初めての恋は、時代を越えたあなたと。


この家の間取りを覚えるのに、そう長い時間はかからなかった。

季節は移ろい、満開に咲いていた桜が散り、緑葉へと姿を変え始めた五月頭。

私は、いつものように沖田さんの看病とみつさんのお手伝いをしていた。

京での忙しさが嘘のように、江戸ではのんびり暮らしている。

沖田さんの体調が良いときは縁側に座って思い出に花を咲かせたり、時には団子を挟んでみつさんと三人で話したりもしている。

一方で私と沖田さんには、ずっと懸念していることがあった。

それは、新選組が今、どんな風になっているかということだった。

春になる頃、土方さんから一通の文が届き、そこには井上さんと山崎さんの訃報と永倉さん原田さんが離隊するかもしれないという内容が書かれていた。

山崎さんは密偵として活動していることが多く、顔を見たのは片手に収まるほどしかなかった。

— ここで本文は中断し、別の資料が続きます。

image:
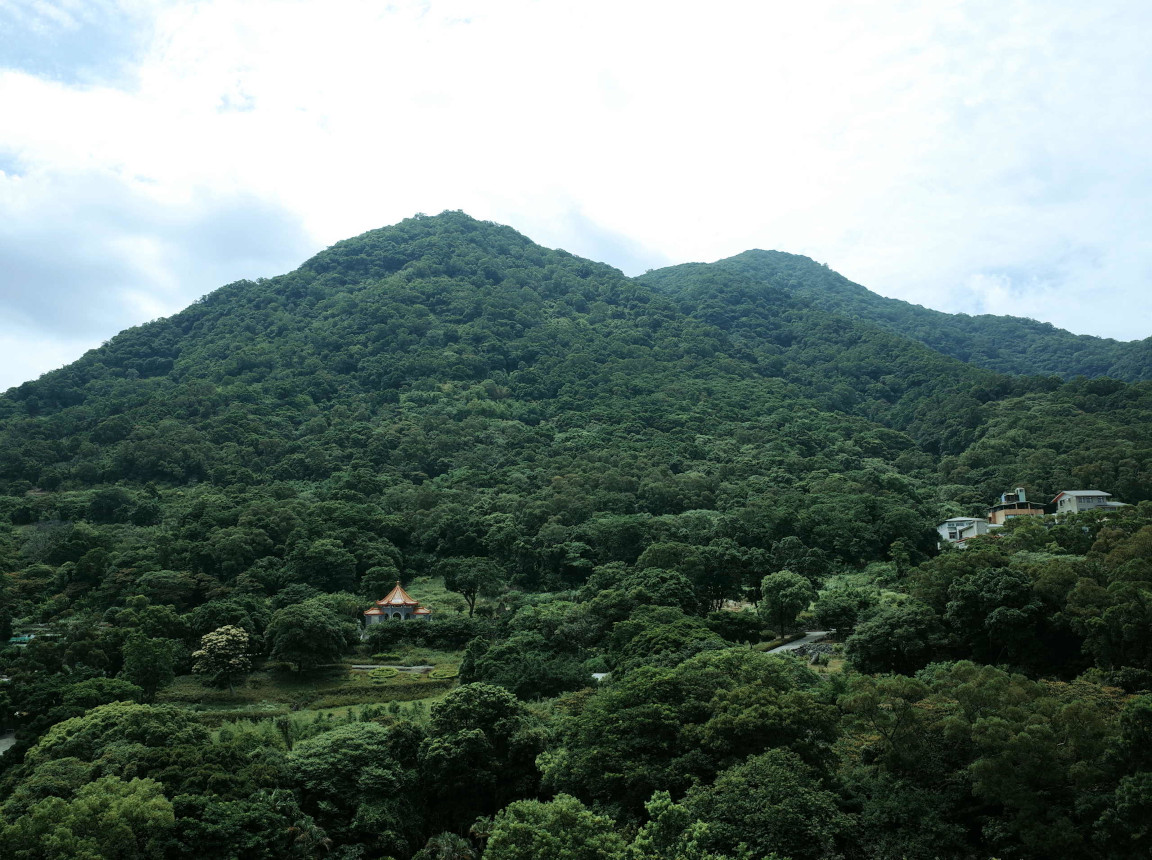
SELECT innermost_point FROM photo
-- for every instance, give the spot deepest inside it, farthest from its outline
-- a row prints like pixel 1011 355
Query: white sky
pixel 968 155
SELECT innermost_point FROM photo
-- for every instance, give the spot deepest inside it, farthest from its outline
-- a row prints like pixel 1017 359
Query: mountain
pixel 445 387
pixel 195 516
pixel 1006 344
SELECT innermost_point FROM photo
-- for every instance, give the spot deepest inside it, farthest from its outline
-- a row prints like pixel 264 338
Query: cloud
pixel 85 256
pixel 985 154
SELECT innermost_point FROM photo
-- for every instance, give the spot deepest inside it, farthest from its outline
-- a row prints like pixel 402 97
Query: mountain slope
pixel 1006 344
pixel 447 388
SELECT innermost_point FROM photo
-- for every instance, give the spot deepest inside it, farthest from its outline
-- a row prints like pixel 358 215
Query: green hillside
pixel 651 480
pixel 1006 344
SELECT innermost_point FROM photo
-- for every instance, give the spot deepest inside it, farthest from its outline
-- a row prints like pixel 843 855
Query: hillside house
pixel 1014 504
pixel 960 529
pixel 1076 501
pixel 396 606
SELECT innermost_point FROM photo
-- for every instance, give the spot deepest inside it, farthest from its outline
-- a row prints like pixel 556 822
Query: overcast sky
pixel 968 155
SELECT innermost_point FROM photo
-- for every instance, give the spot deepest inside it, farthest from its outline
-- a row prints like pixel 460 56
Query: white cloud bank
pixel 980 157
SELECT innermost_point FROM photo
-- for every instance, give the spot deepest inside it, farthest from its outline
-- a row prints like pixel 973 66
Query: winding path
pixel 808 639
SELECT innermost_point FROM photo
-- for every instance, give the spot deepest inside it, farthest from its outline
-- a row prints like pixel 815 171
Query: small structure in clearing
pixel 396 606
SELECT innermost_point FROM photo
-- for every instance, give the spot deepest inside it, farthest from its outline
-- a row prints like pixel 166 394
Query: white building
pixel 960 529
pixel 1076 501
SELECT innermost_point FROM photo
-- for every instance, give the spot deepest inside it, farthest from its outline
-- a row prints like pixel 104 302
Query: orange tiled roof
pixel 398 598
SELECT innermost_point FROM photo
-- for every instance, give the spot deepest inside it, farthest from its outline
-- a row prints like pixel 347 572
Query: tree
pixel 106 819
pixel 901 638
pixel 325 564
pixel 307 636
pixel 560 829
pixel 840 608
pixel 224 655
pixel 480 752
pixel 470 578
pixel 673 834
pixel 525 664
pixel 783 595
pixel 446 846
pixel 361 783
pixel 771 803
pixel 149 663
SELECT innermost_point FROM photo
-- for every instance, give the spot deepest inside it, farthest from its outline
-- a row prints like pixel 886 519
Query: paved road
pixel 815 636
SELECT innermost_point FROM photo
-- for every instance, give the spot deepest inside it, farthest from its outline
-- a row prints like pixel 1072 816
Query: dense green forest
pixel 1007 344
pixel 651 479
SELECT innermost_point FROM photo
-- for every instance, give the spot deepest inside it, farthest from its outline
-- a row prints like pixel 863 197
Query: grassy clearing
pixel 275 692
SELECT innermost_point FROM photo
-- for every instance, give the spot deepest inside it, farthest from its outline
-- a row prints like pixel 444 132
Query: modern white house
pixel 1013 504
pixel 1076 501
pixel 960 529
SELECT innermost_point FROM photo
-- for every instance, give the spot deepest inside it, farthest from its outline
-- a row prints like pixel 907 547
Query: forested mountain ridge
pixel 1006 344
pixel 651 480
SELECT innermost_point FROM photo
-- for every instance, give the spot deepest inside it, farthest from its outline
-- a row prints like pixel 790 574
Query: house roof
pixel 1082 493
pixel 398 598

井上さんは新選組の中でも年齢が上の方で、私からすればおじいちゃん的な存在だった。

実際に原田さんに『源さんと嬢ちゃんはあれだな。祖父と孫だな!』と言われたことがあるくらいだ。

懐かしいなと思いながら干し終わった洗濯物を眺めていると、後ろからみつさんに声をかけられた。



「はい。土方さんから澪ちゃん宛に」

「ありがとうございます」



みつさんは優しく微笑むと「総司のところにいるから何かあったら呼んで」と言い残して、去っていった。

縁側に腰を下ろして、土方さんからの文を開く。

温かな風に吹かれながら土方さんの文に目を通していくと、信じられない内容が書かれていた。

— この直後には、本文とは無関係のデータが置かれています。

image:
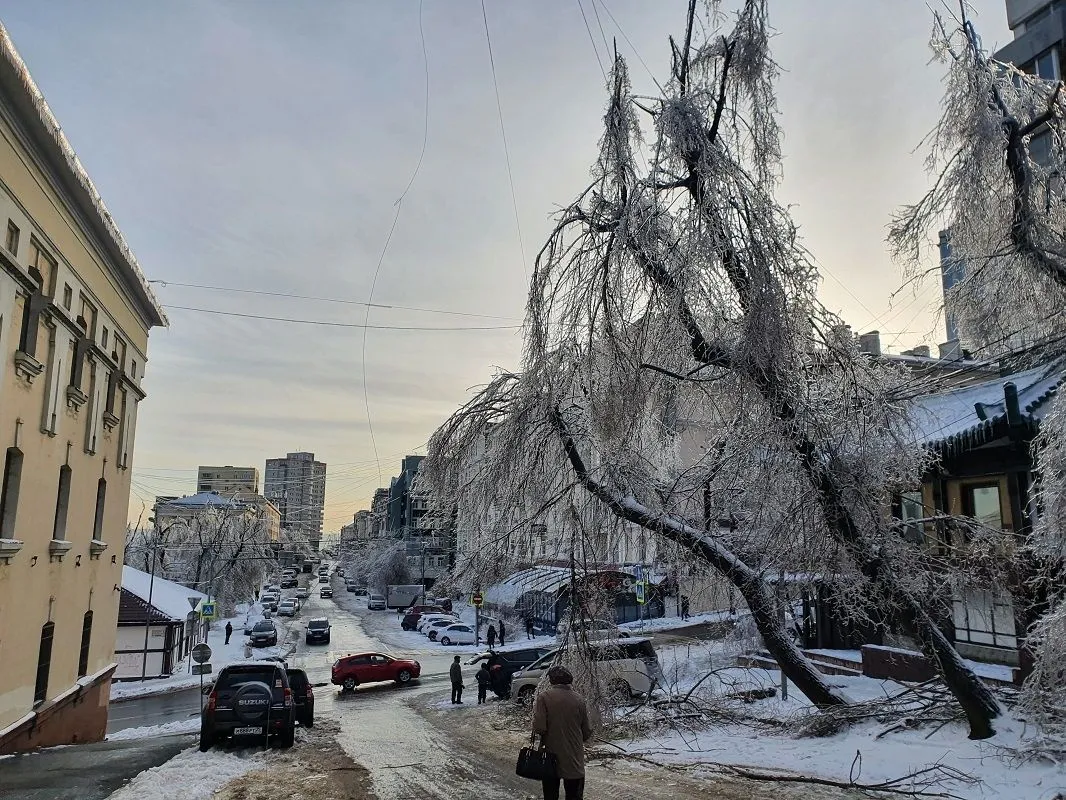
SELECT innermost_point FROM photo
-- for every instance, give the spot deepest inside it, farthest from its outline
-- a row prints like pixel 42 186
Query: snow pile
pixel 168 729
pixel 191 776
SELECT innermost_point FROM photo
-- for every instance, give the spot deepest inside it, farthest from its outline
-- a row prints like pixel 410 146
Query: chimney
pixel 951 350
pixel 870 342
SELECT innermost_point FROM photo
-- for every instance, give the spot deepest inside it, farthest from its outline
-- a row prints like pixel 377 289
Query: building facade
pixel 228 481
pixel 296 484
pixel 75 316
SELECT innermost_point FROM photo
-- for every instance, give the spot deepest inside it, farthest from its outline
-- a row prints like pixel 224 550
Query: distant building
pixel 296 484
pixel 228 481
pixel 75 316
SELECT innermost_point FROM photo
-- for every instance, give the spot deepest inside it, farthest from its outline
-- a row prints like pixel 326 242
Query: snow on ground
pixel 222 654
pixel 168 729
pixel 893 755
pixel 191 776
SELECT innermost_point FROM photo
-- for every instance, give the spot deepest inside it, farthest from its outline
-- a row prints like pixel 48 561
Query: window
pixel 86 636
pixel 9 493
pixel 12 241
pixel 46 266
pixel 101 498
pixel 62 502
pixel 982 501
pixel 44 662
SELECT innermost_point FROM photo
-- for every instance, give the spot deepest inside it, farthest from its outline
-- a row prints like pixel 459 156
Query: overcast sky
pixel 264 144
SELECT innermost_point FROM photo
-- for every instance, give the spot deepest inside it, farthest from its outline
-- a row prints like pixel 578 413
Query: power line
pixel 327 300
pixel 503 133
pixel 327 323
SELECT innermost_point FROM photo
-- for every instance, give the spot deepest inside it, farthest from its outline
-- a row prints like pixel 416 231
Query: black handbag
pixel 536 764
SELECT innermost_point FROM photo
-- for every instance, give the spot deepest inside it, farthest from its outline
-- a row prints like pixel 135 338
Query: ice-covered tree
pixel 673 308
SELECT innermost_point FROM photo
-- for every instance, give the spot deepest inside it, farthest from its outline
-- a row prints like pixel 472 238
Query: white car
pixel 427 620
pixel 456 635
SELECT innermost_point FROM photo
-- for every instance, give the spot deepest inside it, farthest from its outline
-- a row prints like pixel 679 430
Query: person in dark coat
pixel 483 677
pixel 561 720
pixel 456 675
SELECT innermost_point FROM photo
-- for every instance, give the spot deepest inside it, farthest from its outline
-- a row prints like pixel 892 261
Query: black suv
pixel 502 666
pixel 249 700
pixel 318 630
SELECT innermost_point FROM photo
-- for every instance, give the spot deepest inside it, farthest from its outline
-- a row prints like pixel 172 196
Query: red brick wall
pixel 78 719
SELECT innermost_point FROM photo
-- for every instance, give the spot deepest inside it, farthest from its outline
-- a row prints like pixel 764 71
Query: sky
pixel 291 147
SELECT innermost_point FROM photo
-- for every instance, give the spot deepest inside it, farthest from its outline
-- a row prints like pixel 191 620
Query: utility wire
pixel 327 300
pixel 340 324
pixel 503 133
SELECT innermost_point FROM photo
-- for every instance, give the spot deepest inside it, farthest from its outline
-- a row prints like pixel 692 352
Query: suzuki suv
pixel 249 700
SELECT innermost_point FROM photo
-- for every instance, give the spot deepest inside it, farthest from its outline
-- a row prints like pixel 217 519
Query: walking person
pixel 483 677
pixel 561 720
pixel 456 675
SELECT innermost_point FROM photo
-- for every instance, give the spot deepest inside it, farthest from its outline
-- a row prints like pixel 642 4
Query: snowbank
pixel 191 776
pixel 170 729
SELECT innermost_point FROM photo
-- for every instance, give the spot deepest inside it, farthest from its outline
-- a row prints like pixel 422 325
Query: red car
pixel 371 668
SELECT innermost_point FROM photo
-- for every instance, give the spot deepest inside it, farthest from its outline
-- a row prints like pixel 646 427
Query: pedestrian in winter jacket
pixel 483 677
pixel 456 675
pixel 561 720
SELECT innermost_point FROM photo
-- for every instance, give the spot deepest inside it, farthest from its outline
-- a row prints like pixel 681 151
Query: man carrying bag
pixel 561 720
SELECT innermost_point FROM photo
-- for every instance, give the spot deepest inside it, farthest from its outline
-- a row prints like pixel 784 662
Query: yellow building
pixel 75 315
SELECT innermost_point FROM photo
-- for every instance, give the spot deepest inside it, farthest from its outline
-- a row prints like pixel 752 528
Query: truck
pixel 403 595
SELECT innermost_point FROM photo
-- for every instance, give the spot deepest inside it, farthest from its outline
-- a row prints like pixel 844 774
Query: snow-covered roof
pixel 973 415
pixel 166 596
pixel 46 128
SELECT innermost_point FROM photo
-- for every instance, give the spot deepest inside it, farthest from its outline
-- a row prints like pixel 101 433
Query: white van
pixel 630 666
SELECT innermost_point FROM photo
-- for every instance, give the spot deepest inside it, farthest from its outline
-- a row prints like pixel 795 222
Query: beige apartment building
pixel 75 315
pixel 228 481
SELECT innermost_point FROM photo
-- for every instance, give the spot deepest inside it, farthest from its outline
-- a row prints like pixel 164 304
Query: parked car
pixel 434 627
pixel 632 662
pixel 249 700
pixel 369 668
pixel 263 635
pixel 591 629
pixel 459 634
pixel 503 666
pixel 318 630
pixel 303 697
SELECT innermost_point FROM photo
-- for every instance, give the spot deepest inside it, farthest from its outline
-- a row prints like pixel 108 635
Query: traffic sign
pixel 202 653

【此度、誠に申し上げ難き儀ながら、新撰組局長近藤勇儀、四月二十五日板橋に於いて斬首相成り候】


それは、近藤さんが板橋という場所で斬首され亡くなったという訃報だった。

文を持つ手が震え始め、文字が涙で滲み始めていく。



「澪ちゃん、私――。澪ちゃん!?どうしたの!?」



何かを言いかけたみつさんが慌てて駆け寄り、私の背中を擦ってくれる。

文を胸に当てて泣いているため、みつさんには内容が見えていないから、私が泣いている理由も分からない。

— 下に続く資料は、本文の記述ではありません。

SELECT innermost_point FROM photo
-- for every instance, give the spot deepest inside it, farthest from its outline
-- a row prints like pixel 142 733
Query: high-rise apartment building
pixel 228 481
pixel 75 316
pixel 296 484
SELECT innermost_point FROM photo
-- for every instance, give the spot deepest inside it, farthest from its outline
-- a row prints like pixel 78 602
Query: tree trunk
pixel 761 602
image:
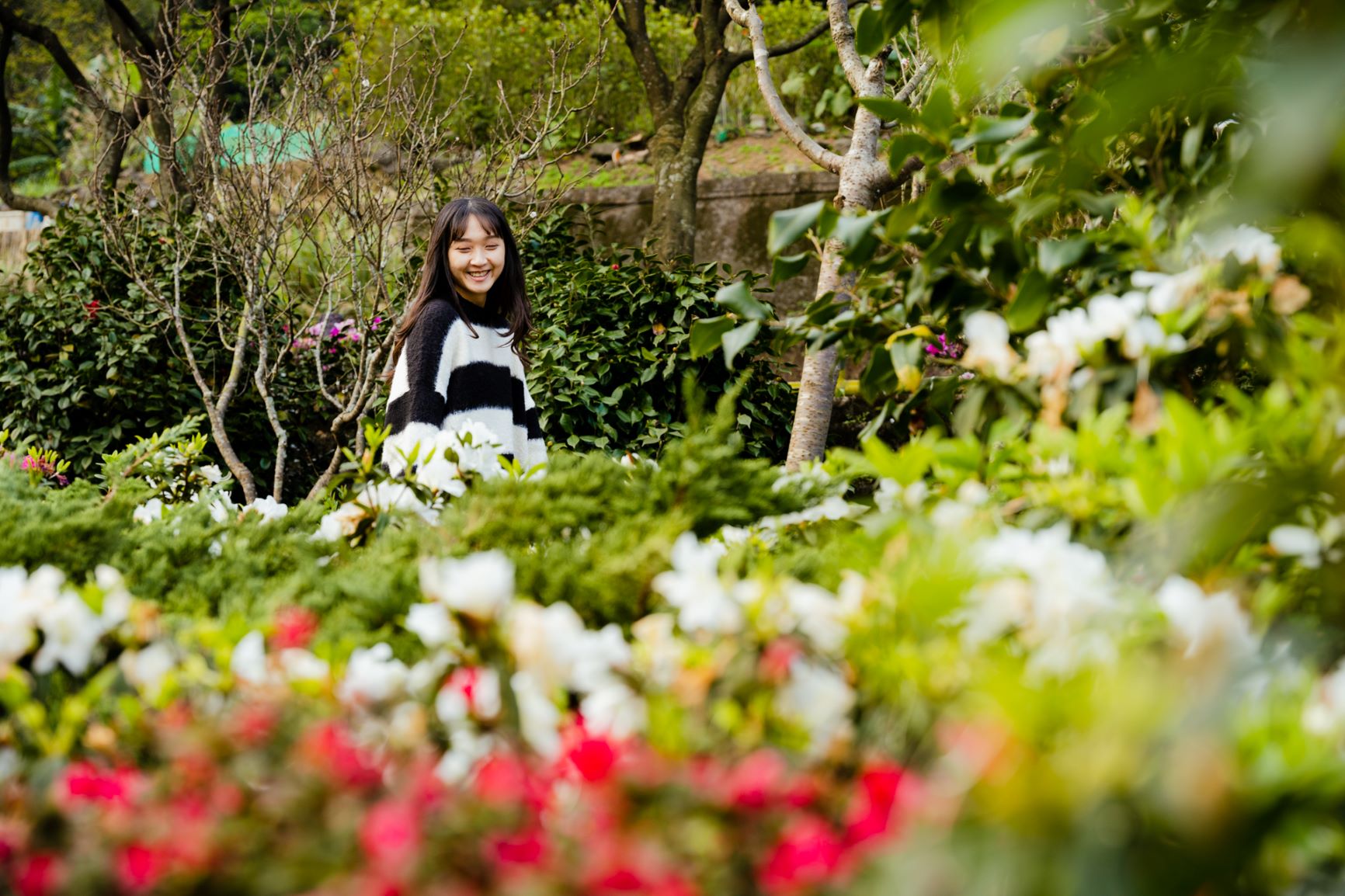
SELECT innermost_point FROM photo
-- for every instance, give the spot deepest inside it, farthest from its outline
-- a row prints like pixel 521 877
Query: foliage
pixel 612 347
pixel 86 363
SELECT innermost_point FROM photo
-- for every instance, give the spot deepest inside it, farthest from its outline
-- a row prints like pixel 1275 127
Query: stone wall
pixel 731 218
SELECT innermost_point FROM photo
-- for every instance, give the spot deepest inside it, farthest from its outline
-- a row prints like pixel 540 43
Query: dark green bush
pixel 612 347
pixel 592 533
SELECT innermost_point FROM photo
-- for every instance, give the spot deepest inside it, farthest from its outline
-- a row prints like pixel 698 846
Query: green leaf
pixel 707 335
pixel 891 109
pixel 939 113
pixel 990 130
pixel 738 297
pixel 1029 303
pixel 786 266
pixel 1055 256
pixel 869 31
pixel 788 225
pixel 738 339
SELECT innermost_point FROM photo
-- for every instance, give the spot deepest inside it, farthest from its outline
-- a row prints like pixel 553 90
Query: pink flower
pixel 391 835
pixel 295 627
pixel 38 875
pixel 84 782
pixel 139 868
pixel 808 855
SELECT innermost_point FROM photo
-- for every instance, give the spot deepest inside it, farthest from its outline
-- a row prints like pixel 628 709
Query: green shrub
pixel 612 347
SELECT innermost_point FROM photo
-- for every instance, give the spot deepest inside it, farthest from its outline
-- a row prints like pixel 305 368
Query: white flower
pixel 547 642
pixel 69 634
pixel 1052 592
pixel 658 650
pixel 1324 714
pixel 373 675
pixel 537 714
pixel 303 665
pixel 147 669
pixel 479 585
pixel 116 599
pixel 466 749
pixel 1246 244
pixel 249 659
pixel 22 600
pixel 821 616
pixel 1168 292
pixel 470 692
pixel 818 699
pixel 342 523
pixel 1205 623
pixel 428 673
pixel 268 509
pixel 148 512
pixel 615 710
pixel 988 343
pixel 694 589
pixel 1297 541
pixel 432 624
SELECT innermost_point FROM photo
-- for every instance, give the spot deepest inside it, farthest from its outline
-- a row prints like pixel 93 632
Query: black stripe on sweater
pixel 424 352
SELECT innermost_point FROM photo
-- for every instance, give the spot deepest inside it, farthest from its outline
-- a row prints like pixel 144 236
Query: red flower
pixel 871 814
pixel 139 868
pixel 331 751
pixel 295 627
pixel 808 855
pixel 757 780
pixel 525 849
pixel 391 835
pixel 38 875
pixel 506 780
pixel 593 758
pixel 84 782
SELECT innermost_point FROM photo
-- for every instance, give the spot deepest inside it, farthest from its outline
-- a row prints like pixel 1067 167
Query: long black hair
pixel 507 295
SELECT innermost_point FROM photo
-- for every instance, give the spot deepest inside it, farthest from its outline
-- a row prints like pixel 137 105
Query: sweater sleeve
pixel 417 401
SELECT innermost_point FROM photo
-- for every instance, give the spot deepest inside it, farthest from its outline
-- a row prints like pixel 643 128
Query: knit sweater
pixel 446 377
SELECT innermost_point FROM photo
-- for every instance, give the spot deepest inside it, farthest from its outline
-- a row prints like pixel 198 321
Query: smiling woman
pixel 459 352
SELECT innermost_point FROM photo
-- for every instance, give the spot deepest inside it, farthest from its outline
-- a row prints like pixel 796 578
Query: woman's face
pixel 475 260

文の最後には、沖田さんに伝えるかどうかは私に任せると書いている。

もし言ってしまえば、あの人はきっと無茶をしてまで剣を握りだすだろう。



「澪さん」



その声に慌てて涙を拭うも、顔を上げる気にはなれなかった。

少し沈黙が流れたあと、背中を預けるように沖田さんが後ろに座る。